Nicola Fano
A proposito di "Romanzo in bianco e nero"

Romanzo & Storia

Dal fascismo agli Anni di piombo, Delia Morea racconta la parabola di un amore che la grande storia ha costretto a perdere purezza. Una lezione che ancora non abbiamo accettato fino in fondo

C’è molto cinema nel nuovo libro di Delia Morea (Romanzo in bianco e nero, Avagliano editore, 270 pagine, 17 Euro). Non solo perché molti dei protagonisti sono legati tra loro dalla passione (o dal mestiere) del cinema, ma anche perché è costruito mediante un efficace sistema di montaggio parallelo. Siamo a Roma e i medesimi personaggi vengono narrati sia da giovani (negli anni tra l’esplosione rabbiosa e razzista del peggior fascismo e la Seconda guerra mondiale) sia da adulti (alla metà degli anni Settanta dello scorso secolo). I “giovani” sono tre: Marcello, Carlo e Rachele. I due ragazzi si contendono l’amore di Rachele, eterea e vitale adolescente ebrea che le leggi razziali distruggeranno. Carlo, che avrà la meglio nella sfida con l’amico, andrà però subito in guerra, rimanendone tragicamente perduto. Marcello, invece, dopo essersi nascosto per evitare la leva obbligatoria, finirà nelle file dalla Resistenza dove, verremo a sapere, riesce a fare la sua buona parte. Fatto sta che l’amore di Marcello per la giovane amica ebrea si consuma nel tentativo di evitarle di entrare nel girone infernale della discriminazione, della miseria e della conseguente autodistruzione. Non gli riuscirà di aiutarla fino in fondo, anche se, scopriremo alla fine, il loro legame produrrà comunque qualche fondamentale scintilla.

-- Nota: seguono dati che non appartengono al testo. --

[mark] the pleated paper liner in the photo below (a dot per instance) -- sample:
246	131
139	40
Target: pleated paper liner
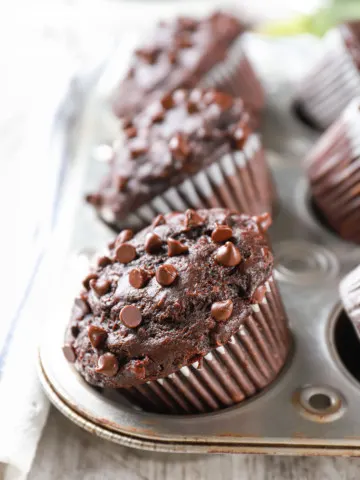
237	77
334	172
229	374
331	84
240	180
350	297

Marcello e Rachele li ritroviamo adulti, scorticati dalla vita (qualche tratto lo ricostruiremo grazie ai rispettivi, avari ricordi), soli e dolenti, rimessi in collegamento da una ragazza bella e vitale (figlioccia di Rachele) che sarà allieva di Marcello, ormai affermato professore universitario di storia del cinema. Ma le due vicende che qui si sono abbozzate rapidamente, nel romanzo ovviamente procedono seguendo un avvincente ritmo sincopato, grazie a quel montaggio parallelo di cui si diceva, disvelando la storia pubblica e privata lentamente, poco alla volta. Sì, perché in questo romanzo di Delia Morea (non a caso definito nel titolo “in bianco e nero”) la Storia è alla fin fine la vera protagonista: è lei a prima a distruggere le persone e i loro sentimenti, poi a metterli alla prova illudendoli: il fascismo, la guerra e i primi Anni di piombo non restano solo sullo sfondo ma si ergono a manovratori dei destini dei personaggi, qualcosa contro cui la loro volontà va a cozzare senza mai riuscire a ragione di sé. Il conflitto tra volontà e destino, anzi, è il vero tema del romanzo. E un inatteso colpo di scena finale lo dimostrerà ulteriormente.

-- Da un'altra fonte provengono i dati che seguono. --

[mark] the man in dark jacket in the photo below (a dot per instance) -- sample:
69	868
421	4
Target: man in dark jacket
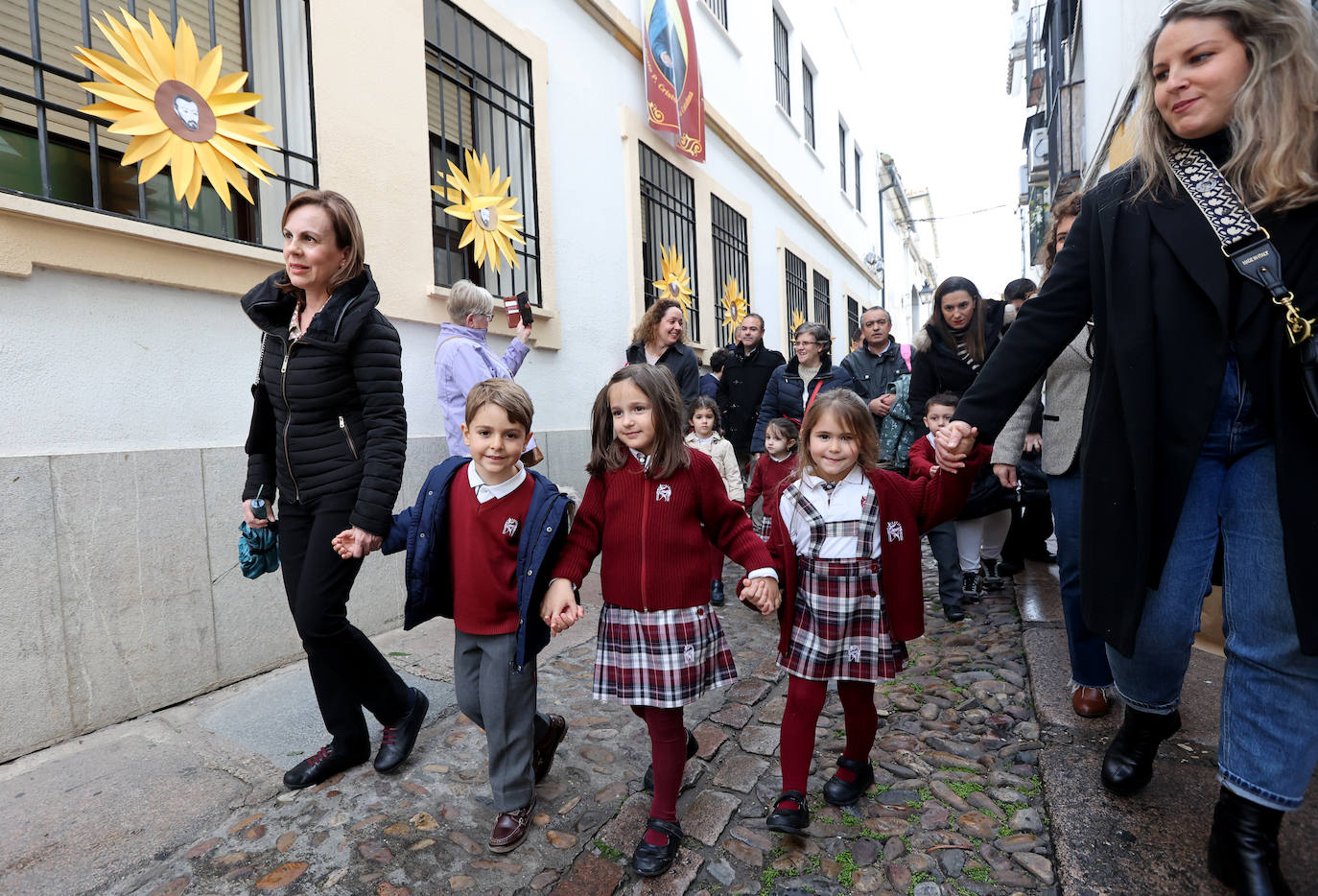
744	380
877	363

Ma è proprio il cinema a riallacciare i fili, ossia a mettere d’accordo caso e ragione: la giovane allieva di Marcello cercherà di confezionare una tesi di laurea su Le porte del cielo di Vittorio De Sica, il film al quale Marcello e Rachele avevano (quasi) lavorato come comparse, proprio mentre Roma abdicava alla sua umanità profonda, in quel tragicamente celebre 16 ottobre 1943 quando nazisti e fascisti insieme affondarono le proprie unghie infette sulla città con la deportazione degli ebrei del ghetto. Operazione nella quale Rachele, ovviamente, perde ogni definitivo contatto con la vita e i propri affetti.

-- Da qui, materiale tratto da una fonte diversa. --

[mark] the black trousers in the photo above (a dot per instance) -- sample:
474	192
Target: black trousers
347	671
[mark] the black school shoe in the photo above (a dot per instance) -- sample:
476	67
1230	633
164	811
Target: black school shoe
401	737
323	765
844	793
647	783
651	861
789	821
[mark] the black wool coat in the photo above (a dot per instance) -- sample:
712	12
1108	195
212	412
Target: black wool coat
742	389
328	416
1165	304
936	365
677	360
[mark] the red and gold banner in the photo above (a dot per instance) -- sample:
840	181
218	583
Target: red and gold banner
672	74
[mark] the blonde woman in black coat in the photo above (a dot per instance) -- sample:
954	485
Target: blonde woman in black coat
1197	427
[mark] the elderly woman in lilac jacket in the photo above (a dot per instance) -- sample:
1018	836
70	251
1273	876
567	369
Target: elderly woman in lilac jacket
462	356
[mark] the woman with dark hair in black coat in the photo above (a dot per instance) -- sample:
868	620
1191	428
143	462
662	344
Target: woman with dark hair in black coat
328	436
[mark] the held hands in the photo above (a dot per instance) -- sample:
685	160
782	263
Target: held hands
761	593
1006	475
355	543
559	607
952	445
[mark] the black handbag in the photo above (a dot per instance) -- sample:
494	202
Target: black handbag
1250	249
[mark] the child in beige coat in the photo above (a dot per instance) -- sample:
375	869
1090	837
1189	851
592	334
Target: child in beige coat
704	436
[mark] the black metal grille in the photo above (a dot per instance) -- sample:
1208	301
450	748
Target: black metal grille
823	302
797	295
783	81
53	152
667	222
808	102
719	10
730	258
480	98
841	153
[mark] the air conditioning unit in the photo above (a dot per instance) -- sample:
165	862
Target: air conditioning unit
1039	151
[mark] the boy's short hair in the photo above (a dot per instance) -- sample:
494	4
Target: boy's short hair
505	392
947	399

Insomma, la narrazione di Delia Morea procede spedita al cuore di una umanità difficile da riaccendere: la ferita non può essere rimarginata, sembra dirci l’autrice. E, del resto, la lacerazione dell’Olocausto resta uno spartiacque dell’umanità, dopo di che ogni orrore è parso giustificabile e nessun sentimento ha più riconquistato purezza. Proprio come l’amore mancato tra Marcello e Rachele, nella primavera della Roma del 1938 che era solo il tramonto della Storia.